De nettes différences existent aussi en fonction de l’âge des répondants : Si 63% des 18-34 ans approuvent le point médian dans la littérature administrative, à peine plus d’un tiers (36%) des plus de 65 ans partage cet avis.

… et clive les opinions politiques

La question de l’usage du point médian révèle de très nettes divergences en fonction des opinions politiques de personnes interrogées. S’il séduit largement à gauche - plus de 6 électeurs de Jean-Luc Mélenchon sur 10 sont globalement favorables à son emploi -, il ne convainc absolument pas les électeurs d’Éric Zemmour, avec des taux d’adhésion oscillant entre 14 et 16% selon les cas et aux alentours d’1 électeur de Valérie Pécresse sur 3. Les sympathisants d’Emmanuel Macron  (de 43% à 45% en faveur) et de Marine Le Pen (de 46% à 52%)  sont ceux qui se rapprochent le plus de la moyenne des Français.  

Un usage générationnel

Si 29% des Français indiquent avoir déjà utilisé le point médian dans leurs échanges, la proportion des réfractaires est encore aujourd’hui majoritaire puisque 12% disent l’avoir fait avec réticence, auxquels s’ajoutent les 46% qui ne l’ont jamais employé et seraient réticents à le faire si cela devenait la norme.

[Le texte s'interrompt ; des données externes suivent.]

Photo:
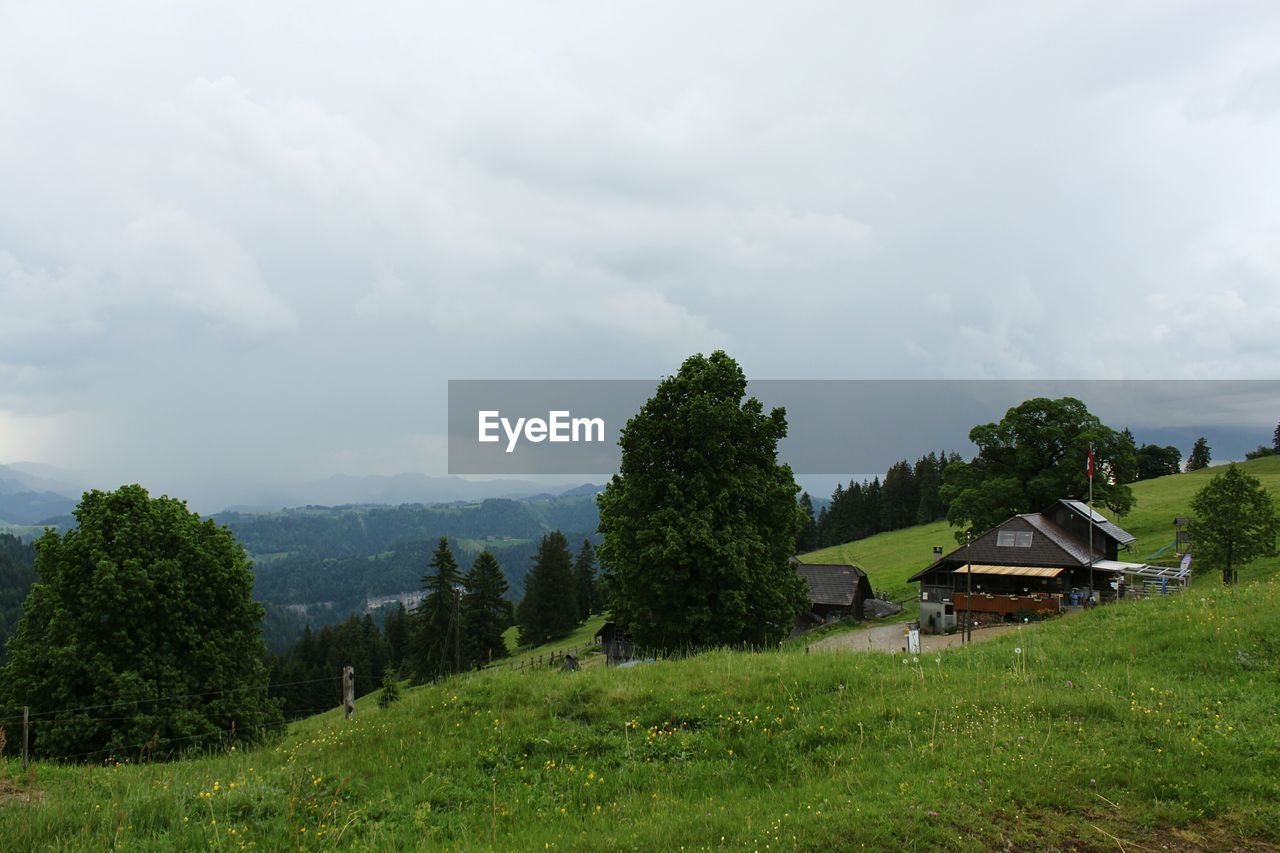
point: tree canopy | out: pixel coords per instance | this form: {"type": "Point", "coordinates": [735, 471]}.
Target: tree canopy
{"type": "Point", "coordinates": [140, 634]}
{"type": "Point", "coordinates": [700, 524]}
{"type": "Point", "coordinates": [1201, 455]}
{"type": "Point", "coordinates": [1235, 521]}
{"type": "Point", "coordinates": [549, 607]}
{"type": "Point", "coordinates": [437, 637]}
{"type": "Point", "coordinates": [1037, 454]}
{"type": "Point", "coordinates": [1159, 461]}
{"type": "Point", "coordinates": [484, 611]}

Les personnes âgées de plus de 65 ans sont deux fois moins nombreuses que les 18-24 ans à avoir déjà utilisé le point médian (24% contre 49%).

 

Le point de vue de l'expert

« Comme l’on pouvait s’y attendre, cette étude montre un net déclin de la pratique de l’écriture manuscrite au profit des usages numériques. Aujourd’hui, les Français qui écrivent davantage sur papier qu’au moyen d’un clavier sont très minoritaires, et près de 80% des personnes interrogées indiquent écrire moins à la main qu’il y a 10 ans.

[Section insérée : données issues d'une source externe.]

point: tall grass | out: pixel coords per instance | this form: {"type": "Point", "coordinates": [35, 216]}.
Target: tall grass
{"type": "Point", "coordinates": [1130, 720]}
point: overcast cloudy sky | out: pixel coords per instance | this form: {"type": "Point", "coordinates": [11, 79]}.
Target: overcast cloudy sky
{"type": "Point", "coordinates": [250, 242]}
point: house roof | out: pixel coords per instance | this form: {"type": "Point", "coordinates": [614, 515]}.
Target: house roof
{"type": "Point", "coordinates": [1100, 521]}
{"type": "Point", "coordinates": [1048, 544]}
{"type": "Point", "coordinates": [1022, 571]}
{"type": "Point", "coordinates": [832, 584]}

Mais tout n’est pas perdu car, parallèlement, les Français restent attachés au papier et à ses bienfaits en termes de concentration, d’apprentissage, ou tout simplement pour le plaisir qu’écrire à la main procure. Un plaisir qui semble se conjuguer au féminin puisque les femmes sont plus nombreuses que les hommes à trouver qu’elles ont une belle écriture, et bien moins nombreuses qu’eux à dire que leur écriture a pu constituer un handicap à l’école ou dans leur vie active.

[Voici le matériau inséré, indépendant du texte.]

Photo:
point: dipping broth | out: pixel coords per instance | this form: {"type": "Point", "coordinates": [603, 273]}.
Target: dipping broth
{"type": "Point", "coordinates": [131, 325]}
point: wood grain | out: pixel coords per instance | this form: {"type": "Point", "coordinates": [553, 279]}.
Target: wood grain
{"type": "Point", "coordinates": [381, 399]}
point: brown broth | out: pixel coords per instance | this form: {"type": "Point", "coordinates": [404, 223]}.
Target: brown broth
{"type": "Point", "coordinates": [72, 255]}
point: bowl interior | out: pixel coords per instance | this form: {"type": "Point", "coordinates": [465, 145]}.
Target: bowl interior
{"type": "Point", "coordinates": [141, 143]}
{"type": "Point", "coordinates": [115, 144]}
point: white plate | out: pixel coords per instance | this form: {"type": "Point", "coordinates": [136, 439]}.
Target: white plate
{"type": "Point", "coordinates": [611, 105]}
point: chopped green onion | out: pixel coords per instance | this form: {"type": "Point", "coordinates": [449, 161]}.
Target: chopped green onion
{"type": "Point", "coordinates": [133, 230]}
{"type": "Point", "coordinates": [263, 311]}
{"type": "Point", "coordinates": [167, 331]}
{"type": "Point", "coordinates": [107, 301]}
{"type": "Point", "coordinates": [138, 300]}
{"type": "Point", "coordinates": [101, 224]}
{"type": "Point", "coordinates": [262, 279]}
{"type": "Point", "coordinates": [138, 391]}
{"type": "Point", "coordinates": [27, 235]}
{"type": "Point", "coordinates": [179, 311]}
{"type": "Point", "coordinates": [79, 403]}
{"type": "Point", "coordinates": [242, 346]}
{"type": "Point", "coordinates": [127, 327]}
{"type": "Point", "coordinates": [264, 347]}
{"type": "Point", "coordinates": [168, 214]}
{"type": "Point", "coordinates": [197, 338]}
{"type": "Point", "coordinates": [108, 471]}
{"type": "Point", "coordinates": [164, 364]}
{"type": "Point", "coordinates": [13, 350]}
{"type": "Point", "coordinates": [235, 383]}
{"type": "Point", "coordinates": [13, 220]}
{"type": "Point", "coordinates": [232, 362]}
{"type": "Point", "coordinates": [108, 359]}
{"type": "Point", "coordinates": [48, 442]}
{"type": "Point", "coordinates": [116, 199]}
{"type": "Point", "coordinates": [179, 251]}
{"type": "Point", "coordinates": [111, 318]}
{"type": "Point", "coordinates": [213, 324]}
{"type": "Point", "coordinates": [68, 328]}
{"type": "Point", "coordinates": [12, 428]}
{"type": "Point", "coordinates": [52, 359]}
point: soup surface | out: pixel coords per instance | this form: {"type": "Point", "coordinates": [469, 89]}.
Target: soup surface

On retrouve cette perception fortement genrée dans l’appréhension de l’écriture inclusive : parce qu’elles y voient la reconnaissance de plus d’égalité, les femmes adhèrent plus massivement que les hommes à l’usage du point médian dans les échanges qu’elles peuvent avoir, qu’ils soient professionnels ou personnels. Plus globalement, si elle divise toujours les Français, l’écriture inclusive progresse incontestablement puisque près d’un tiers des personnes interrogées et la moitié des 18-24 ans disent avoir déjà fait usage du point médian. »

Hugo Lasserre, chargé d’études à l’IFOP

 

Étude IFOP pour Otypo.com réalisée par questionnaire auto-administré en ligne du 15 au 16 mai 2023 auprès d’un échantillon de 1 003 personnes, représentatif de la population française âgée de 18 ans et plus.